Matrix | The Vector of Intelligence
When we hear the word 'matrix' , it pretty much draws an intuition of a rectangular array of numbers or that’s what the books call it.
When studying the chapter of Matrix in school mathematics, who might have guessed that this rectangular representation of numbers is what AI is hunting for. For better intuition of how a matrix deals with Machine Learning, let’s say you have 'm' number of features of an object that you want your Machine Learning algorithm to look, for classifying that object as either 'A' or 'B’. If we represent these features as a column vector, then we say that this vector is one - dimensional column matrix containing features that will classify our model into either of above mentioned categories. Now, can we classify an unknown object into a category by looking at just one feature example? The concept is pretty straight forward here. We need, maybe thousands of similar features that identify the object as either being 'A' or 'B’. Let’s extend the number of columns to 'n’ each containing the features of object. Now, we have a data matrix, say 'A’, of order m x n having each column as a feature vector and rows as the training examples.

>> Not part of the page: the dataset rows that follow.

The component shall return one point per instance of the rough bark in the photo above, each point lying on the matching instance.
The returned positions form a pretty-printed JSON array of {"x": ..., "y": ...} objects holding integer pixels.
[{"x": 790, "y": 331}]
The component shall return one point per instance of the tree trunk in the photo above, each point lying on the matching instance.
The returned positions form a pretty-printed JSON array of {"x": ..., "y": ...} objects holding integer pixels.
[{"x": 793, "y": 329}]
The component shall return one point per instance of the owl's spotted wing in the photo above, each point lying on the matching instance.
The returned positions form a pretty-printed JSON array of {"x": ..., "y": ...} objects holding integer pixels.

For instance, take a shallow neural network having only one hidden layer as our classifier and the hidden layer comprises of four neurons. One of the feature columns, say ‘x’, containing x1,x2,x3 .. upto xm is picked from the matrix and we initialize a radom matrix 'w' of order 4 x m which is called the weight matrix. The dot product of weight matrix and the column vector is added to another randomly initialized matrix 'b' known as bias. Note that the dimensions of‘b’ are (4,1) because the resultant matrix of dot product of w(4,m) and x(m,1) has the dimensions (4,1). The resultant matrix, say 'a’, is passed into an activation function (preferably sigmoid function in case of a shallow network) that maps each element of matrix to the function. The sigmoid function binds every element within the range [0,1]. Notice that there does not exist any vertical asymptote of this function.
The work we did so far looks pretty much like this
The same procedure is repeated in the next layer of the network that finally classifies the features into one of the classes. The output can be processed with softmax function which distributes the outputs on the basis of probabilities. The mean absolute error is calculated in prediction and then the backpropagation algorithm comes into play to make the neural network learn.
Conclusion
It seems that the definition 'rectangular representation' holds good in Machine Learning as well. The matrix is one of the most important concept required in the field of linear algebra that contributes towards Machine Learning.